Mehr als tausend Demonstranten kamen am Samstag in Den Haag zusammen, um ihre Unterstützung für iranische Frauen zu bekunden.
Der Tod der 22-jährigen Mahsa Amini am 16. September durch die iranische „Sittenpolizei“ löste einen Aufstand im Iran aus und sorgte im Westen für Empörung. Neben den Niederlanden haben sich auch andere Länder zu Wort gemeldet.
Die Abgeordnete der Grünen Farah Karimi und die ehemalige Vorsitzende der Arbeiterpartei Lilianne Ploumen gehörten zu den Organisatoren der Veranstaltung und forderten die niederländische Regierung auf, sich gegen das iranische Regime auszusprechen.

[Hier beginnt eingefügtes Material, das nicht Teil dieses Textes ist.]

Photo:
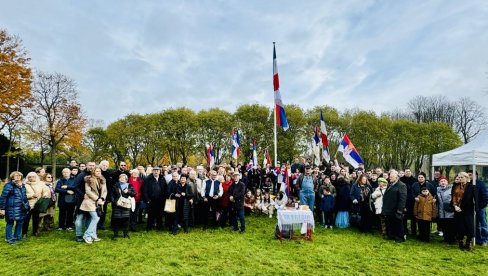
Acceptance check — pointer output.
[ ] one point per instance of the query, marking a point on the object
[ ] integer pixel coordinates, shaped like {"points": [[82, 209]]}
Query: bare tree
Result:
{"points": [[470, 119], [432, 109], [57, 112]]}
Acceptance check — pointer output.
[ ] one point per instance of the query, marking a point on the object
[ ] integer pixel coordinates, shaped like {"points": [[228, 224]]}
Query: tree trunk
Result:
{"points": [[53, 162]]}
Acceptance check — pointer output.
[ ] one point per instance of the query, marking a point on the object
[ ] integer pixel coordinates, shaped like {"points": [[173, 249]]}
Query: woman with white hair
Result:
{"points": [[35, 190], [66, 200]]}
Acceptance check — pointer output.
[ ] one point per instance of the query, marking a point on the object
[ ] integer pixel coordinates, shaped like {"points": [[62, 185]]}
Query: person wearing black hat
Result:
{"points": [[236, 197], [306, 184], [154, 194]]}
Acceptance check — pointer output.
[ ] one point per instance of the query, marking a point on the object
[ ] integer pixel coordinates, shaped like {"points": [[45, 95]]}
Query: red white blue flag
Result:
{"points": [[254, 154], [236, 144], [349, 152], [210, 156], [280, 109], [325, 140]]}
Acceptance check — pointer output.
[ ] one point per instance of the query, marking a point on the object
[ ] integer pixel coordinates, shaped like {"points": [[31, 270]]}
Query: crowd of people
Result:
{"points": [[179, 198]]}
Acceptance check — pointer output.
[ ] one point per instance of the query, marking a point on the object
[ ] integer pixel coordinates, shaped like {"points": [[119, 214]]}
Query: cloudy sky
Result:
{"points": [[145, 56]]}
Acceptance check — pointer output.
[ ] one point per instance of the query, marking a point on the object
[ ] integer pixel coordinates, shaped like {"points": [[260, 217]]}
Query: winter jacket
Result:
{"points": [[444, 199], [117, 192], [238, 191], [377, 197], [425, 208], [38, 189], [12, 200], [327, 203], [70, 182], [95, 188], [394, 199]]}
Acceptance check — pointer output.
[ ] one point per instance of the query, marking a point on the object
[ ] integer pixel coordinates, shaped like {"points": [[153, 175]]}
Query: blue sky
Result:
{"points": [[145, 56]]}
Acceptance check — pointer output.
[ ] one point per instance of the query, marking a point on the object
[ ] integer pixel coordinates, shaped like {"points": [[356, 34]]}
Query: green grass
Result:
{"points": [[225, 252]]}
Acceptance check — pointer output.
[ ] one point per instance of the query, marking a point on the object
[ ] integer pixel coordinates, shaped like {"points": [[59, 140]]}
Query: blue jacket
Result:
{"points": [[12, 200], [327, 203], [63, 192]]}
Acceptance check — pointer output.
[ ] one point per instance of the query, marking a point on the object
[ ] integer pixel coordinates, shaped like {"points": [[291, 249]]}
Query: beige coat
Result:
{"points": [[39, 189], [92, 185]]}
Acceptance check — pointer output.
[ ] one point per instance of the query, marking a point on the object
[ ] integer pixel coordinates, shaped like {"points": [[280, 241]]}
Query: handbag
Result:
{"points": [[170, 206], [99, 211], [42, 205], [123, 202], [448, 208], [70, 198]]}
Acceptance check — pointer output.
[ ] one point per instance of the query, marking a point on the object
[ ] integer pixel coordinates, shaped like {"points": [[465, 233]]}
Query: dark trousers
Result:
{"points": [[35, 222], [209, 209], [155, 215], [225, 216], [134, 218], [238, 213], [120, 224], [328, 218], [394, 228], [448, 227], [101, 222], [424, 230], [65, 219]]}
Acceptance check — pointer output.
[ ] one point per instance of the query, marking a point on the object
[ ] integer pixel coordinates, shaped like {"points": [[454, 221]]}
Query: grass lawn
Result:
{"points": [[225, 252]]}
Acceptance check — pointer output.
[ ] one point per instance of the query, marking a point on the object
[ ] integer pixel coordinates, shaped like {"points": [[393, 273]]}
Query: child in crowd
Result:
{"points": [[327, 208], [424, 211], [377, 197], [267, 205]]}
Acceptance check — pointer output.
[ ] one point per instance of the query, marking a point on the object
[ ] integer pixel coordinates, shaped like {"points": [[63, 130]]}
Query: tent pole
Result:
{"points": [[474, 183]]}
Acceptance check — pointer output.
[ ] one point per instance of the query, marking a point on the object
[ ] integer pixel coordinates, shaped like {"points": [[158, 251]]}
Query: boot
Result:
{"points": [[469, 245]]}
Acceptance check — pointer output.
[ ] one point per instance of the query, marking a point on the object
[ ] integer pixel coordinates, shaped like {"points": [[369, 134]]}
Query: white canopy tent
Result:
{"points": [[474, 153]]}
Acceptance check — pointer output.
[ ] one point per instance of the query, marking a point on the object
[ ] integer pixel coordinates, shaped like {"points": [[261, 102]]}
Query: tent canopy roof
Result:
{"points": [[472, 153]]}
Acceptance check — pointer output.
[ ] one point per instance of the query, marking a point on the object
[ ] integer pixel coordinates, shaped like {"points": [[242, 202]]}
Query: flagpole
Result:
{"points": [[275, 134]]}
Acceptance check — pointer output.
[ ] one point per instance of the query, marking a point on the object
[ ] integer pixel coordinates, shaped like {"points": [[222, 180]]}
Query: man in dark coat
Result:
{"points": [[154, 195], [409, 180], [394, 201], [237, 192], [211, 192]]}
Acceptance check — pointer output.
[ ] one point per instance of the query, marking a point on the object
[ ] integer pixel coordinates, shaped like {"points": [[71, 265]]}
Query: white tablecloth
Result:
{"points": [[295, 217]]}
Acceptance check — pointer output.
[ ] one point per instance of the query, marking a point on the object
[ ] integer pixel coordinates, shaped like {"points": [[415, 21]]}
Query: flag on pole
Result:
{"points": [[316, 146], [267, 158], [254, 154], [210, 156], [236, 143], [280, 109], [349, 152], [325, 140]]}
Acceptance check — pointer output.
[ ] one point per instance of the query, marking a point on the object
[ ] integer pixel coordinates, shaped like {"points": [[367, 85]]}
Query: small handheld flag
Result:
{"points": [[349, 152], [236, 143]]}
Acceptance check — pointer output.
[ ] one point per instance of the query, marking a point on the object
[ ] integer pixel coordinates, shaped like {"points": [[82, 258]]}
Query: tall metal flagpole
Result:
{"points": [[275, 134]]}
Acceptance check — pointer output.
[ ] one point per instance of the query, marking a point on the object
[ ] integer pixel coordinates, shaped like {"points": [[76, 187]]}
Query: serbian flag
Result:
{"points": [[280, 110], [210, 156], [323, 137], [267, 158], [349, 152], [316, 146], [254, 154], [236, 143]]}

Die Demonstranten trugen Plakate mit der Aufschrift „Freier Iran“ und „Stoppt das Blutvergießen im Iran“ und riefen „Tod der Islamischen Republik“ auf Farsi, wie die niederländische Zeitung NL Times berichtet.

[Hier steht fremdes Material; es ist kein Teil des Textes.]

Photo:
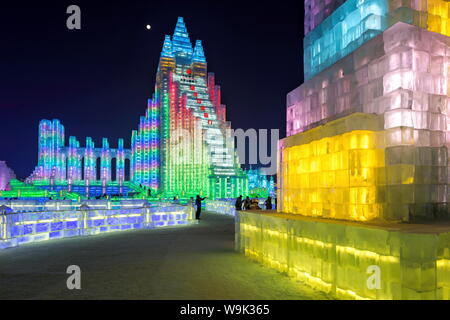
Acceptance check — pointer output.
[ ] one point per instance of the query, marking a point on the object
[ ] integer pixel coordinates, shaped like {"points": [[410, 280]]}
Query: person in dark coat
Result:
{"points": [[268, 203], [238, 203], [198, 203], [247, 203]]}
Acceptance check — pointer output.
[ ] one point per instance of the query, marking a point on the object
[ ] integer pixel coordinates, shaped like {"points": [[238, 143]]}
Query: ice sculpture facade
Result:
{"points": [[400, 171], [19, 228], [6, 174], [73, 164], [183, 145], [260, 184], [357, 21], [335, 257]]}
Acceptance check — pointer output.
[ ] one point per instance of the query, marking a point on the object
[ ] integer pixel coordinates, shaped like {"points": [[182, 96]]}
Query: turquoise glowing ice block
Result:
{"points": [[357, 21], [413, 260]]}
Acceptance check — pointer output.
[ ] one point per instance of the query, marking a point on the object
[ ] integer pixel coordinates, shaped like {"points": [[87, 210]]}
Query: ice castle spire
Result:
{"points": [[181, 41], [167, 48], [199, 54]]}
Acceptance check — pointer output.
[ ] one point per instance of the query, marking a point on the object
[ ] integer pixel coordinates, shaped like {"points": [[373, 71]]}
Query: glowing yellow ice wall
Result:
{"points": [[330, 173], [349, 169], [401, 75], [341, 257]]}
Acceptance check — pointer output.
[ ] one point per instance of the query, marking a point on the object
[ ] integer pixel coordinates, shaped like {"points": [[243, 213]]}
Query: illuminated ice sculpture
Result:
{"points": [[183, 145], [6, 174], [368, 136]]}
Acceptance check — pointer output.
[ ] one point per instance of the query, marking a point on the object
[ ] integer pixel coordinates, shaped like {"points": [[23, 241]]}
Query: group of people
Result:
{"points": [[252, 204], [198, 205]]}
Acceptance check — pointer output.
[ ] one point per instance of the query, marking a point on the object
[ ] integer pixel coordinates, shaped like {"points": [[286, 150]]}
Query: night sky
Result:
{"points": [[97, 80]]}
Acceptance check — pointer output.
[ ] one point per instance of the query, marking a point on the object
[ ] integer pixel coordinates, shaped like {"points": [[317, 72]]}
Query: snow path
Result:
{"points": [[194, 262]]}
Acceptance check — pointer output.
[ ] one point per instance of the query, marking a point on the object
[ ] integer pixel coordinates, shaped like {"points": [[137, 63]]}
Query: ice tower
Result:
{"points": [[183, 145], [368, 130]]}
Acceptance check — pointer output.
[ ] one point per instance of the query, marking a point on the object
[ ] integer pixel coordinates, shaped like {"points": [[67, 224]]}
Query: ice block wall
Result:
{"points": [[20, 228], [336, 257], [318, 10], [353, 169], [6, 174], [402, 73], [356, 22]]}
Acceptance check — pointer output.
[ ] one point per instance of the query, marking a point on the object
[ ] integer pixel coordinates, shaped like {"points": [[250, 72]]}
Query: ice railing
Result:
{"points": [[19, 228], [221, 206], [62, 205]]}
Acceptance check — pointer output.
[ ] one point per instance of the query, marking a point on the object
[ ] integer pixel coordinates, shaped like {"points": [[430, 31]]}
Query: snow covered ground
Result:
{"points": [[194, 262]]}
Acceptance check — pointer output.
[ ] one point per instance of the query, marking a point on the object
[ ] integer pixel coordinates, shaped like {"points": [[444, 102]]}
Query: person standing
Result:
{"points": [[198, 203], [238, 203], [247, 203], [268, 203]]}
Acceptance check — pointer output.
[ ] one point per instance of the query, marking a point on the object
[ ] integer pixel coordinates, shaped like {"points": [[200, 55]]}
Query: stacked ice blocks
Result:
{"points": [[336, 257], [357, 21], [401, 77]]}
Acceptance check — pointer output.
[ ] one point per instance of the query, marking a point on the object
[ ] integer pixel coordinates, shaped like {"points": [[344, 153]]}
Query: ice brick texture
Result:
{"points": [[318, 10], [402, 73], [27, 227], [357, 21], [6, 174], [354, 169], [335, 257]]}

„Wir wissen, dass die Regierung alles tun wird, um an der Macht zu bleiben“, sagte Karimi während einer Rede auf der Demonstration, berichtete NL Times. Aktivisten müssten eine „gemeinsame Faust“ bilden, und dann könne „Hoffnung wahr werden“, fügte sie hinzu.
In Wien forderte die österreichische Regierung zusammen mit fünf anderen EU-Ländern, die Sanktionen gegen den Iran nach den Frauenprotesten und der anschließenden Unterdrückung der Regierung zu verlängern.

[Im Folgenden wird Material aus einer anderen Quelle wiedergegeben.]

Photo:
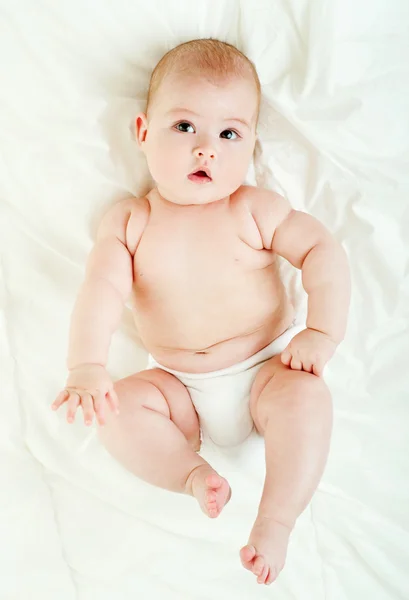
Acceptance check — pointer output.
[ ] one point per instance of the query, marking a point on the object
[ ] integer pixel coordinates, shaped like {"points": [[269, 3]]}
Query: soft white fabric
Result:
{"points": [[334, 139], [222, 398]]}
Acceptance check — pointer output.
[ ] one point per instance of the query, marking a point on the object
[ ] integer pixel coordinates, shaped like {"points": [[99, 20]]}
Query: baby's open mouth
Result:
{"points": [[199, 176]]}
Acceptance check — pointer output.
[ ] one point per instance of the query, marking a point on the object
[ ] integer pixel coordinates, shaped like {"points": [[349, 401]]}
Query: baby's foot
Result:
{"points": [[210, 490], [266, 549]]}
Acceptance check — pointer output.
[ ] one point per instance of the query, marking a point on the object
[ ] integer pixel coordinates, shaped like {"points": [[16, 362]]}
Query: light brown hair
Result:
{"points": [[209, 57]]}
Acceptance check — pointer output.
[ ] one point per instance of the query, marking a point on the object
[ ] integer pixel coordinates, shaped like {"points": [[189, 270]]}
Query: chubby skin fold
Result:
{"points": [[198, 262]]}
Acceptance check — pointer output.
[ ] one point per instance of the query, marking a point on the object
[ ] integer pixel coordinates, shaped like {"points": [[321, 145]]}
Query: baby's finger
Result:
{"points": [[99, 407], [296, 364], [317, 369], [61, 398], [307, 366], [112, 400], [87, 407], [286, 357], [72, 405]]}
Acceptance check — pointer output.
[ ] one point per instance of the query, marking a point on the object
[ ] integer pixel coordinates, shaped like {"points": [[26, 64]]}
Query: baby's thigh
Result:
{"points": [[157, 390]]}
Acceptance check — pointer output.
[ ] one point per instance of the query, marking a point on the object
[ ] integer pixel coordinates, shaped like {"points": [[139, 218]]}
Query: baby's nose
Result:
{"points": [[204, 152]]}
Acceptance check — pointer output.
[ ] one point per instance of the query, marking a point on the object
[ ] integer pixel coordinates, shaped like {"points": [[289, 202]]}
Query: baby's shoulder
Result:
{"points": [[259, 212], [126, 220]]}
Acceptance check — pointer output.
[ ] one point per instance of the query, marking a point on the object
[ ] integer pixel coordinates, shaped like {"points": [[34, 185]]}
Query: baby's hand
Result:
{"points": [[89, 386], [309, 351]]}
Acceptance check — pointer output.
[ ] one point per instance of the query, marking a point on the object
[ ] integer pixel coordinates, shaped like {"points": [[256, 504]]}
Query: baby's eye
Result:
{"points": [[184, 124], [231, 132]]}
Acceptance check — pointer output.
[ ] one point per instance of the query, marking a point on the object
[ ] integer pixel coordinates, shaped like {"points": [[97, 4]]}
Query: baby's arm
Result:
{"points": [[106, 287], [96, 314], [309, 246]]}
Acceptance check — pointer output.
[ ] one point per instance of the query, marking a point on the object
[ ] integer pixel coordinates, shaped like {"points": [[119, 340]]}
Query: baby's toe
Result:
{"points": [[214, 481], [264, 575], [272, 576], [247, 553], [258, 565]]}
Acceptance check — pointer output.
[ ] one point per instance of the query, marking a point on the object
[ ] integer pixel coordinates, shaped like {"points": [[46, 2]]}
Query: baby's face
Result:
{"points": [[195, 124]]}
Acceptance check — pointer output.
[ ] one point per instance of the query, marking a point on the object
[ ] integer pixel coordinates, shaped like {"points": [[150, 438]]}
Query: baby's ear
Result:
{"points": [[141, 128]]}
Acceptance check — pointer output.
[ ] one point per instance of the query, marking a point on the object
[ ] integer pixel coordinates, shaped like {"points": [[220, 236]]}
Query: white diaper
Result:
{"points": [[222, 398]]}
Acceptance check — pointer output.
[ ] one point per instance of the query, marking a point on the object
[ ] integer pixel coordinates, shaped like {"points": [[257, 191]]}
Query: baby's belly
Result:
{"points": [[245, 338]]}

Die USA verhängten am 22. September Sanktionen gegen die iranische Sittenpolizei wegen des Vorwurfs des Missbrauchs iranischer Frauen.
Die Demonstranten in Den Haag fordern die Niederlande auf, sich in der EU und den Vereinten Nationen unter anderem für Sanktionen gegen das iranische Regime einzusetzen, den iranischen Botschafter zur Rede zu stellen und die Polizeibrutalität scharf zu verurteilen.